Struggling Mystic firm running out of options USA Video says it doubts it will be able to continue to function as a 'going concern'
By Robert A. Hamilton - More Articles Published on 4/3/2001
Mystic — USA Video Interactive saw its expenses almost triple, to $5.3 million, far outpacing its increase in revenues and leading to a net loss of $4.7 million for the year, according to the annual report it filed with the U.S. Securities and Exchange Commission.
The company said in the annual report that it is going to need as much as $3.5 million in financing by mid-year to keep its operations going, and its auditors stated there are “substantial doubts about the company's ability to continue as a going concern.”
USA Video Executive Vice President Anthony J. Castagno said the financial results reflect the company investing in the sales and marketing infrastructure it will need to begin generating revenues, as well as development expenses related to a product it expects to roll out later this year.
He said the company last month raised $1.35 million in a private placement of its stock, mostly to insiders, including himself, company president Edwin Molina, and Chief Financial Officer Anton J. Drescher.
The offering consisted of restricted stock, which cannot be traded for one year after the purchase price, and warrants to purchase additional shares.
Company remains confident
“We're willing to tie our money up for a year because we're confident in the direction the company is going,” Castagno said.

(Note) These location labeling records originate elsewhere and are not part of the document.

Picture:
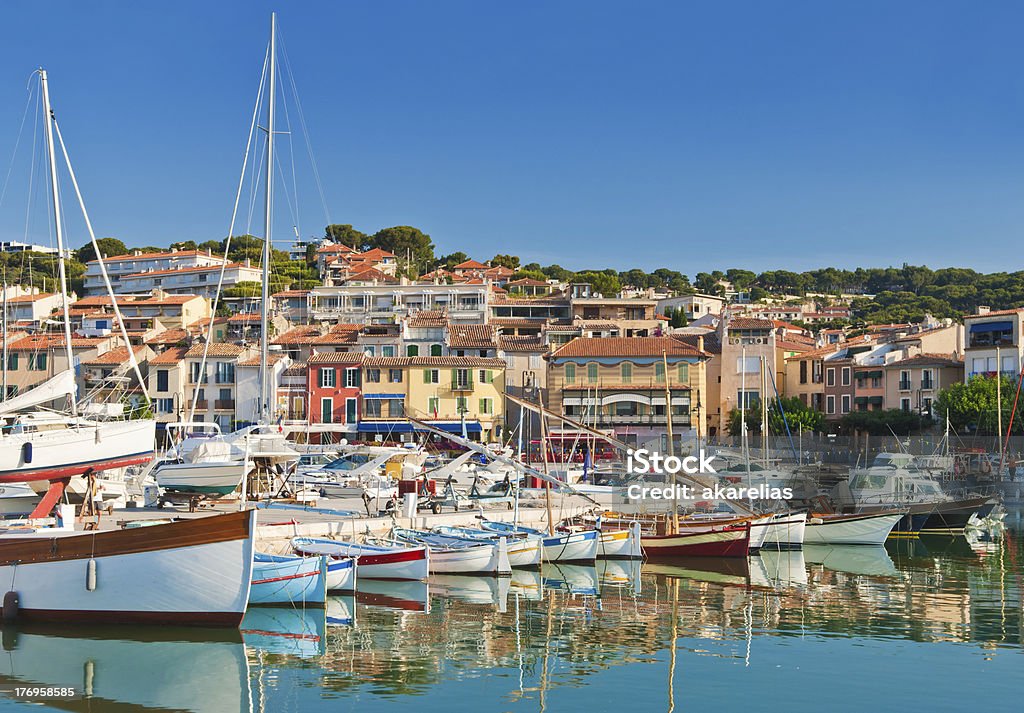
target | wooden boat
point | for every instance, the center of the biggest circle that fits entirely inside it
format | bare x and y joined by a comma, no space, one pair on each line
452,555
288,580
523,551
557,547
134,576
728,541
857,529
374,561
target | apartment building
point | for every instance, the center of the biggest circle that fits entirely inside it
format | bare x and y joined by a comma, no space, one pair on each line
620,383
137,262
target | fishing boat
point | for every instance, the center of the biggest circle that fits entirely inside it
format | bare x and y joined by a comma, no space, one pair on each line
558,546
133,576
453,555
289,580
523,551
374,561
855,529
728,541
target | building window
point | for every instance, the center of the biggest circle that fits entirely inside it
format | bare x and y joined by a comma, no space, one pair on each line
327,378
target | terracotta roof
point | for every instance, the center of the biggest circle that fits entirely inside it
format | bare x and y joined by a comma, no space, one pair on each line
216,349
434,362
928,360
470,264
511,343
337,358
626,346
749,323
172,355
114,357
471,336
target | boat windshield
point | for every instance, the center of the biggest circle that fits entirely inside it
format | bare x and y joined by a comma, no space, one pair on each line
867,481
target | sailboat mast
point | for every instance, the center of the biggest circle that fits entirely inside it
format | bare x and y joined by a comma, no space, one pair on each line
57,224
264,354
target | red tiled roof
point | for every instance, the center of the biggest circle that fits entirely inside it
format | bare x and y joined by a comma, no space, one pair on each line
625,346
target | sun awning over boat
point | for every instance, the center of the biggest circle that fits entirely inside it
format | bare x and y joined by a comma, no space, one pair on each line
53,388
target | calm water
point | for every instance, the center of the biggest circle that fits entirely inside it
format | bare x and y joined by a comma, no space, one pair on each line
931,626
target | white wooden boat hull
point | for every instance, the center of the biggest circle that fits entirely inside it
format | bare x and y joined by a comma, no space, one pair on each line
567,547
786,532
138,575
855,530
621,544
476,559
64,453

But raising the rest of the $3.5 million the company needs to keep going its likely to be tough given the level to which the company's stock has fallen. USA Video shares closed Monday at 61 cents, down almost 83 percent from its 52-week high of $3.56, but still ahead of its low of 38 cents a share reached last December.
Castagno said he was not sure how the company might raise the rest of the money.
“It could be another private placement — we're looking at all the options,” Castagno said. Beyond this year, the company expects it would have to raise $5 million to $6 million to maintain its operations through 2002.
The company announced Monday that it has hired Jeffrey S. Bartlett as Vice President of Sales to spearhead the upcoming launch of StreamHQ. Bartlett has more than 15 years experience in high-tech sales.
He also noted that the company is not alone in its economic troubles – the technology heavy Nasdaq exchange closed Monday at 1,782.97, its lowest point since November 1998.
According to the company's annual report, the company had expenses of $5.3 million last year, up from $1.6 million a year earlier and $615,817 in 1998.
Castagno said many of the expenses were related to the hardware and software purchases necessary for the development of the company's StreamHQ, a system of internet video and audio services that will include everything from content production to transaction processing off a website.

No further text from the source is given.